As did Jordan Hulls.
The senior guard finished with 17 points and was named the event's Most Valuable Player.
So Indiana (5-0) won and Georgetown (3-1) lost.
That's the way this game was supposed to go.
No surprise in the outcome.
But John Thompson III still must feel great about his team's two impressive performances here at the Barclays Center this week, and all writers worthy of a vote in the Associated Press poll should have the Hoyas on their Top 25 ballots Monday (provided Georgetown doesn't slip and drop a home game to Mount St. Mary's this weekend).
Yes, Georgetown lost its top three scorers (Jason Clark, Hollis Thompson and Henry Sims) from last season, which made it reasonable to leave the Hoyas unranked this preseason. Too many question marks and all that. But the preseason is over. We've now seen the on-the-court product. And it's pretty clear -- after a victory Monday against a talented UCLA team in Shabazz Muhammad's college debut and this overtime loss to an Indiana team projected by most to win the Big Ten and everything else -- that Georgetown is better than the Big East coaches who picked them fifth in the preseason anticipated. That is partly due to the development of Porter and fellow sophomore Greg Whittington, the latter of whom finished with 12 points and six rebounds against IU and is now averaging 12.8 points and 8.5 rebounds this season after averaging 4.3 points and 2.9 rebounds in a limited role for last season's Georgetown team, which won 24 games before falling to North Carolina State in the Round of 32.
"Whittington is one of the underrated, undervalued future stars of college basketball," said Crean, whose team's next big game will be Tuesday inside Assembly Hall against ninth-ranked North Carolina in the ACC-Big Ten Challenge. "Everybody knows about Otto Porter. But Whittington is gonna be tremendous."
Which means Georgetown could be something approaching that.

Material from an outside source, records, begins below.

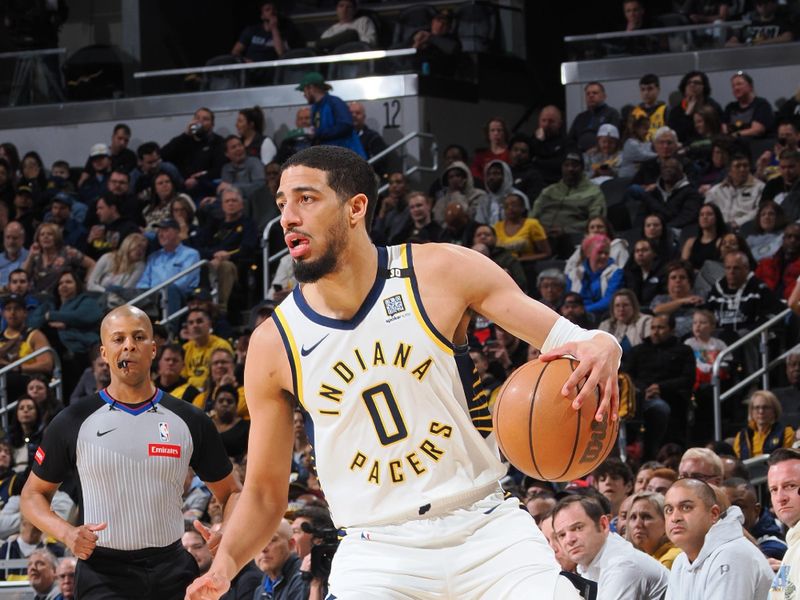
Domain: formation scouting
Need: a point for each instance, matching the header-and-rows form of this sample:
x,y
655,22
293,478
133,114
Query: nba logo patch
x,y
394,305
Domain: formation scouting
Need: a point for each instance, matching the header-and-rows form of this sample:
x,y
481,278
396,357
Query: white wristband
x,y
565,331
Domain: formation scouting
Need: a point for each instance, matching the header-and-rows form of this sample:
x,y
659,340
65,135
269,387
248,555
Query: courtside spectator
x,y
582,529
717,559
583,131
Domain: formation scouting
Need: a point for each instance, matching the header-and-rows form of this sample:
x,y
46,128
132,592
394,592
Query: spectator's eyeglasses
x,y
700,476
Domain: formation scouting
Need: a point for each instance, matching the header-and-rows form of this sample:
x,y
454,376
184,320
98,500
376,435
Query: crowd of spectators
x,y
706,249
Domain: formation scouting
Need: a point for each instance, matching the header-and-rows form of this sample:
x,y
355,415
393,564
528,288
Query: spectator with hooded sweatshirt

"We have a team full of guys who can play," said junior guard Markel Starks, and do you mind if I add to that quote? Because it's not just that Georgetown has a team full of guys who can play. Lots of teams have that. It's that Georgetown has a team full of guys who can play and play well together.
The Hoyas are uniquely long, mostly disciplined and they really understand what their coach wants and how to execute it. Does all this mean Georgetown will challenge Louisville and Syracuse at the top of the Big East? I'm not certain of that. But it shouldn't surprise anybody if that's how this season unfolds throughout January, February and March.
Not after what I saw here in Brooklyn.